Except that it does nothing other than soothe the court of public opinion. It does nothing. These chief executives likely had no idea and left it to their employees to do their jobs.
But I wouldn't mind one of those severance packages.
Hah, everything is about public opinion. It doesn't matter who you are, or what your personal beliefs are, if the public opinion of your company sucks and you're in charge, that's it. Just look at the news, you see mayors being asked to resign for some patrol officer violation, or heads of state universities being asked to quit because of some professor's tweet. People don't care, they want to punish the person in charge, at the top. Got a beef with Walmart about some double-charge on your credit card? Forget blaming the moron that swiped your card twice, punish the store owner, have them quit.
That said, if the executive DIDN'T know about the breach then he/she is either completely incompetent or has no visibility into what his/her subordinates are doing. Neither of which is an excuse. The CEO at my company is responsible for 2000+ employees and I'm on a first name basis with him, but he also knows his entire staff and the numbers better than the analysts do sometimes. Because he's involved, he gets it.
You can't live in an ivory tower and collect your 4M per year and expect people to just "take care of you". You need to ask questions, read articles, get input, or live with the consequences.

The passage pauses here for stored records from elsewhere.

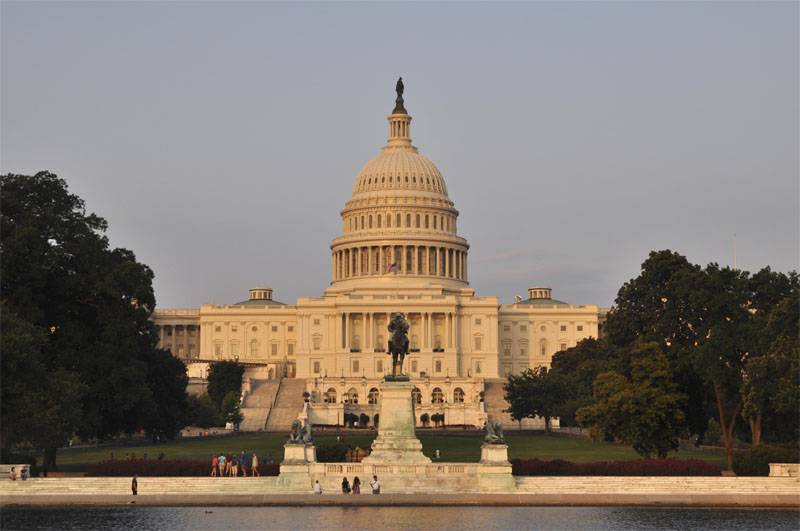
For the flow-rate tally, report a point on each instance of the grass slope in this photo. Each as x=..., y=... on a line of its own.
x=463, y=447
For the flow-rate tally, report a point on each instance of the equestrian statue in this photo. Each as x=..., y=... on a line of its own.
x=398, y=345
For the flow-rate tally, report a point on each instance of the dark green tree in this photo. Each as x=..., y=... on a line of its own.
x=576, y=369
x=60, y=275
x=224, y=377
x=642, y=408
x=534, y=393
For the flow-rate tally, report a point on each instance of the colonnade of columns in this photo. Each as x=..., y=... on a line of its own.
x=399, y=259
x=176, y=339
x=423, y=326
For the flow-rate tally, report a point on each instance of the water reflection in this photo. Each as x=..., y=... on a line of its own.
x=354, y=518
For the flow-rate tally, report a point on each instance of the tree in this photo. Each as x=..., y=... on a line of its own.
x=576, y=369
x=642, y=409
x=224, y=377
x=534, y=393
x=231, y=411
x=200, y=411
x=94, y=304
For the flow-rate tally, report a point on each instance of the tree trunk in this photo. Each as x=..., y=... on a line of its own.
x=755, y=430
x=727, y=426
x=50, y=458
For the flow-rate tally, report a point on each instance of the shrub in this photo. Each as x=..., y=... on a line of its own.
x=332, y=452
x=756, y=462
x=638, y=467
x=165, y=467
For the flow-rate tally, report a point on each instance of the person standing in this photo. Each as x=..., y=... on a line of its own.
x=376, y=485
x=222, y=465
x=245, y=462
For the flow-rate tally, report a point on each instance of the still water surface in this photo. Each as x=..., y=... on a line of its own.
x=353, y=518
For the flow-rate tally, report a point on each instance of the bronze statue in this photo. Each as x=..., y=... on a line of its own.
x=399, y=108
x=398, y=343
x=296, y=436
x=494, y=432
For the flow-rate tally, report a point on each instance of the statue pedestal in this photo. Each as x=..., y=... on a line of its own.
x=294, y=473
x=397, y=441
x=297, y=453
x=494, y=453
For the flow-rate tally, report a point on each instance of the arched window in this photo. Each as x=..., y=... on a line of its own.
x=437, y=397
x=458, y=395
x=416, y=395
x=352, y=396
x=330, y=396
x=372, y=397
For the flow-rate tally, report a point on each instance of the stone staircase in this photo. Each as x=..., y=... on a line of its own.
x=288, y=404
x=257, y=404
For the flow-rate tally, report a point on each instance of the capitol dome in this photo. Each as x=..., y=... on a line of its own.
x=399, y=223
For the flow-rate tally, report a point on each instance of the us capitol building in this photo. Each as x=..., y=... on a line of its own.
x=399, y=251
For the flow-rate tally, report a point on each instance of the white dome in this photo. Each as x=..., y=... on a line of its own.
x=400, y=169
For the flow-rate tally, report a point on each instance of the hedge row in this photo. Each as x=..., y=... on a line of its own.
x=639, y=467
x=756, y=462
x=163, y=467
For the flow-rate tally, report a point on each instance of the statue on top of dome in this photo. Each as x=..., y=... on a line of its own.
x=399, y=108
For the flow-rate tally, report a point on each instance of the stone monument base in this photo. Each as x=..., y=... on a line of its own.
x=397, y=441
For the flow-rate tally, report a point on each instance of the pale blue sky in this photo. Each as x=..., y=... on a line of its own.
x=221, y=140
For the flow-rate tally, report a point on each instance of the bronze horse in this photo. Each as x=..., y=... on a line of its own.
x=398, y=342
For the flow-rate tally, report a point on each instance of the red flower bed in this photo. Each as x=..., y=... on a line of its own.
x=639, y=467
x=163, y=467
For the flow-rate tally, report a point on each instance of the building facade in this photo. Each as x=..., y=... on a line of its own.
x=399, y=251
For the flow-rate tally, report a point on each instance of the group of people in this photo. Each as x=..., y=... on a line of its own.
x=230, y=465
x=375, y=485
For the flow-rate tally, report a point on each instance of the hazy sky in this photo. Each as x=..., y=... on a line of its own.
x=221, y=140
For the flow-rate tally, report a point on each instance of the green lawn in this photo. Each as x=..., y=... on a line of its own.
x=457, y=446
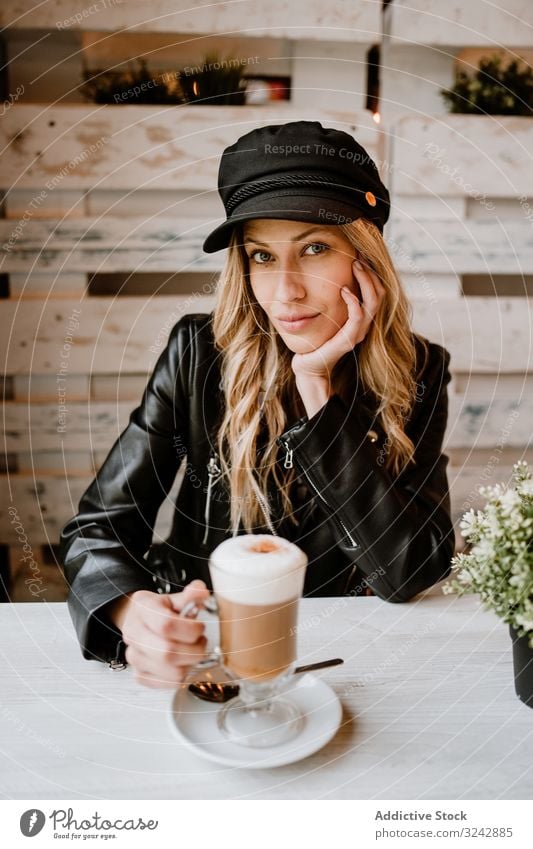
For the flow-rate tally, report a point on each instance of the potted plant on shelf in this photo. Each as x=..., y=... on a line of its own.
x=499, y=565
x=495, y=88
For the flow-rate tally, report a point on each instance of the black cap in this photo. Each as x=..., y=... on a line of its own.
x=299, y=171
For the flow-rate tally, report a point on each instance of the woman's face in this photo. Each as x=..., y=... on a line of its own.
x=297, y=270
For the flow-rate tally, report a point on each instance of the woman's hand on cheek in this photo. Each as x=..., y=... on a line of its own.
x=319, y=363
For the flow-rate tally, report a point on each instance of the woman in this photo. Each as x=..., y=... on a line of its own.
x=304, y=405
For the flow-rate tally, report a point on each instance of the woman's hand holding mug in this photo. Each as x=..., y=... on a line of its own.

Equifax had to know it was a target. It had to know that other places were being breached. Why wasn't the CEO asking the CIO or technical officer questions like, when was our last penetration test, who signed off on us being compliant, when did it happen, who's on the hook if we get breached, etc... Where is it in writing that that person did any of that? Because I'll tell you what, if there is documentation I'd be keeping my job..can't say much about the CIO though.